The CDC called the situation “a public health crisis.” The World Health Organization said it’s “a major threat to human health.” The Department of Defense went so far as to call it “a threat to national security” because of the growing problem of antibiotic resistance in humans and animals.
“We’ve had some success fighting antibiotic resistance but, if we don’t all act fast together, we will see global progress quickly unravel,” Alex Azar, Health and Human Services secretary, said in challenging other countries to join the effort.
Patients demand drugs
But American health care organizations find themselves in a bit of a predicament.
They are now reimbursed based largely on patient satisfaction surveys. While that does create an incentive to provide quality care, a report in the Journal of the American Medical Association found that patients score doctors poorly if they don’t prescribe antibiotics — regardless of whether the drugs would help.
In other words, some patients would rather take a medication even if it does nothing to help and might actually harm them.
What helps to relieve symptoms of a virus?
- Extra water and fluids
- A vaporizer or saline nasal spray to relieve congestion
- Ice chips, sore throat spray or lozenges for sore throats
- Cough drops to relieve a cough
- Over-the-counter pain medications
Virus vs. bacteria
Here are some common illnesses, whether the usual cause is a virus or a bacteria and whether an antibiotic is needed to treat them:
Bacteria (antibiotic needed):
- Whooping cough
- Strep throat
- Urinary tract infection with symptoms such as fever, pain or more frequent urination
Virus (no antibiotic needed; treat the symptoms):
- Cold or runny nose
- Bronchitis or chest cold in an otherwise healthy person
- Sore throat (except strep)
- Fluid in middle ear
Costs of unneeded prescriptions
Beyond the personal impact to each patient, data from the CDC and American Journal of Medicine show the societal and financial cost of excessive antibiotic use in the U.S.:
- More than 2.8 million antibiotic-resistant infections occur in the U.S. each year
- More than 35,000 people die as a result of antibiotic-resistant infections
- Of the more than half of all hospital patients who receive an antibiotic, 30-50 percent are unnecessary or inappropriate
- Of those patients, the impact of those antibiotics increased the average hospital stay by 4.2 days and charges by $5,638
Health care organizations could be disciplined if they don’t meet certain benchmarks in the CDC requirement of promoting public awareness of antimicrobial stewardship.

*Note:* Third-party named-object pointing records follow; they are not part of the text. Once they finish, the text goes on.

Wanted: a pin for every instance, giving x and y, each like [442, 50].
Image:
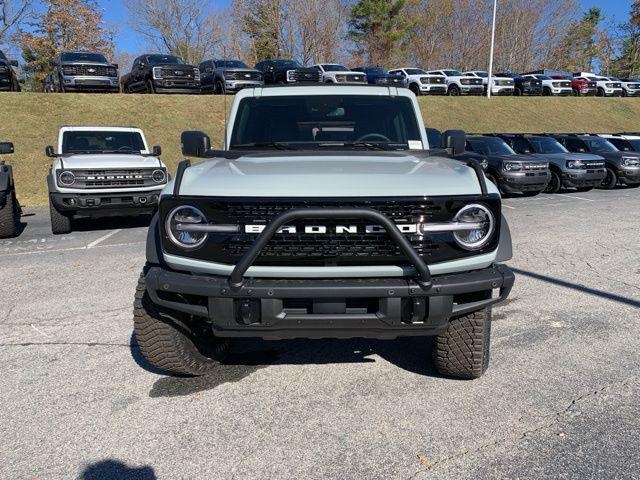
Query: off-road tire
[60, 223]
[462, 351]
[610, 181]
[10, 217]
[169, 343]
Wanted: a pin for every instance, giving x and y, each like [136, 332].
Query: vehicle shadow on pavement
[116, 470]
[250, 355]
[110, 223]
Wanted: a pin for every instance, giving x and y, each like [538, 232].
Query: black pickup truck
[8, 79]
[155, 73]
[287, 71]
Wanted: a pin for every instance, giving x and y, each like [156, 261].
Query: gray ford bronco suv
[325, 215]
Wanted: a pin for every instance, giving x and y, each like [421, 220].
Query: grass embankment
[31, 121]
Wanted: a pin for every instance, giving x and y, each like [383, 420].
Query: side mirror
[6, 147]
[454, 141]
[194, 143]
[434, 136]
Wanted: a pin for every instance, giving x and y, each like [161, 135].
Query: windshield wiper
[276, 145]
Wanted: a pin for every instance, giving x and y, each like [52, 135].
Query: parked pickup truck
[509, 171]
[337, 73]
[161, 74]
[582, 171]
[460, 84]
[102, 171]
[499, 85]
[8, 79]
[420, 82]
[380, 76]
[324, 216]
[83, 72]
[228, 76]
[281, 71]
[10, 210]
[622, 167]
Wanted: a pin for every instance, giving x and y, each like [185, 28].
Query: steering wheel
[373, 136]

To help meet those targets, Sanford Rock Rapids led the effort to implement changes at the medical center to create that accountability:
- Link the illness to the preferred antibiotic through prescribing guidelines.
- Track certain diagnoses and the antibiotics prescribed, if any, at each visit. This determines if providers followed the guidelines or if they prescribed antibiotics that weren’t needed.
- Establish a committee that meets routinely to share how doctors are doing at following the guidelines.
- Report that data to the CDC.
- Educate leaders, doctors, nurses, staff and patients about the antibiotic stewardship effort.
For pharmacists, the net effect of the CDC guidelines will be to tap their knowledge about antibiotics on the market to help providers make better prescribing decisions, regardless of what patients want.